The issue has come to a head in light of the distribution of the contaminated blood-thinner heparin out of a Chinese facility that had escaped FDA inspection.

The report, delivered to Congress by Marcia Cross, GAO director of health care, estimated that the FDA would need to spend between $67 million and $71 million annually in order to reach the minimum requirement of biennially inspecting the 3,249 foreign drug establishments identified by the FDA.

And those are conservative estimates, Cross noted—there may be more manufacturers that should be inspected than the FDA currently has on its roll call. Where the FDA’s Drug Registration and Listing System lists more than 3,000 foreign establishments as registered with the FDA in fiscal year 2007, FDA’s Operational Administrative System for Import Support system has indicated that about 6,800 foreign establishments actually offered drugs for entry into the U.S. last year.

With each inspection costing the government more than $41,000, that would effectively double the FDA’s minimum requirements necessary to inspect each facility every two years—to almost $145 million—if the OASIS figures were used instead of the DRLS. “FDA’s databases do not provide an accurate count of foreign establishments subject to inspection,” commented Cross during a Congressional hearing.

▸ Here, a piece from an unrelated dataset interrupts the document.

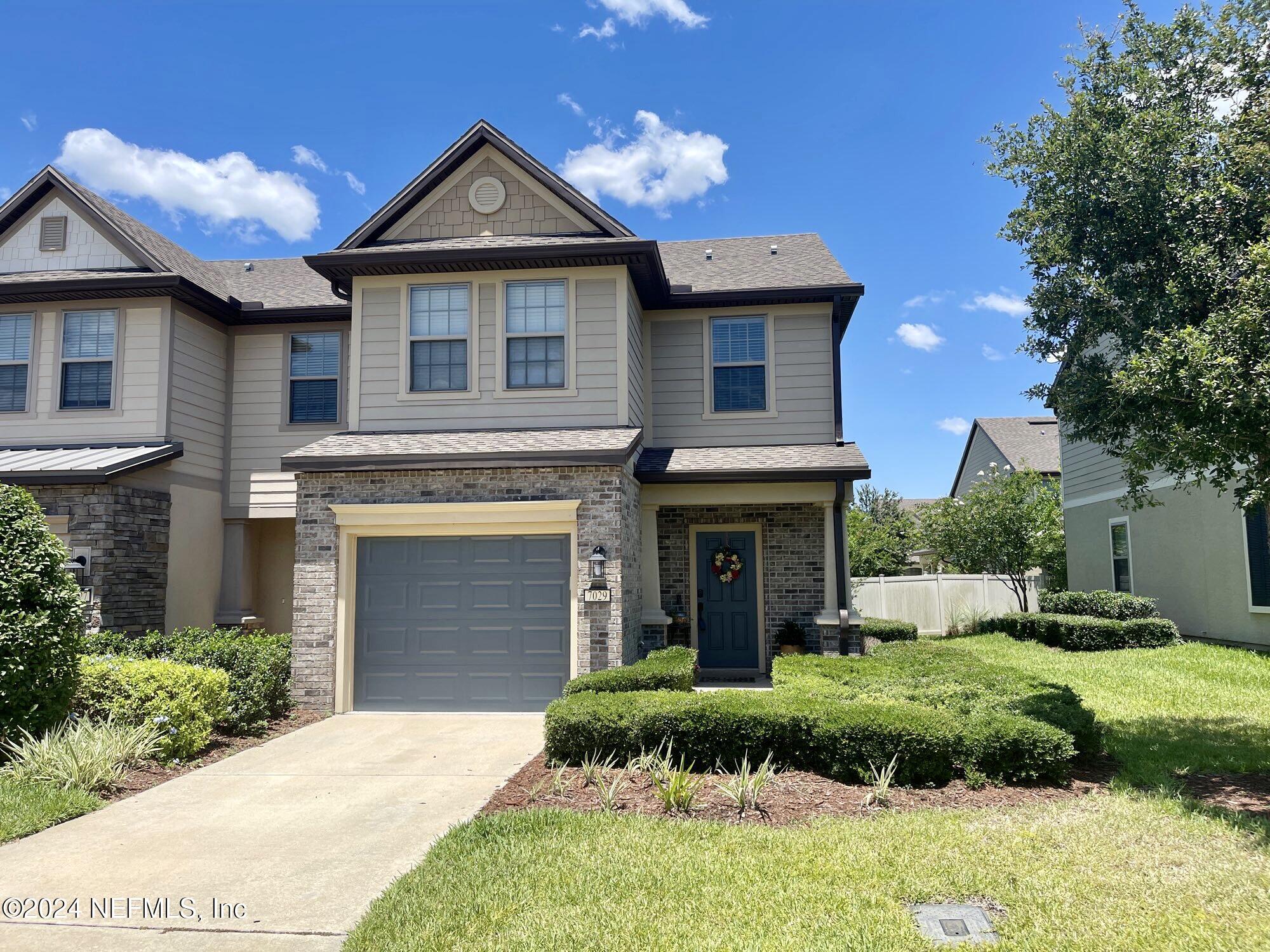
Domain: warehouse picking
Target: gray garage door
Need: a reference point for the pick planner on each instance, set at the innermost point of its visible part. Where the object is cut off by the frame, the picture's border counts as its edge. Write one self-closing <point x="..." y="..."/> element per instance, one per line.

Under current budgetary constraints, data from the FDA suggested that the agency may inspect approximately 8 percent of foreign establishments in a given year. “At this rate, it would take FDA more than 13 years to inspect each foreign establishment once, assuming that no additional establishments require inspection,” Cross said.

The GAO report seems to support critics of FDA’s chronic underfunding—President George Bush’s fiscal 2009 budget allotted $2.4 billion to the FDA, an in increase of 5.7 percent. (see Drug Store News March 3 cover story).

And it’s an issue that commissioner Andrew von Eschenbach has publicly stated could possibly place the FDA mission—protecting America’s food and drug supply—in danger of not being executed effectively. (see related Drug Store News March 17 cover story).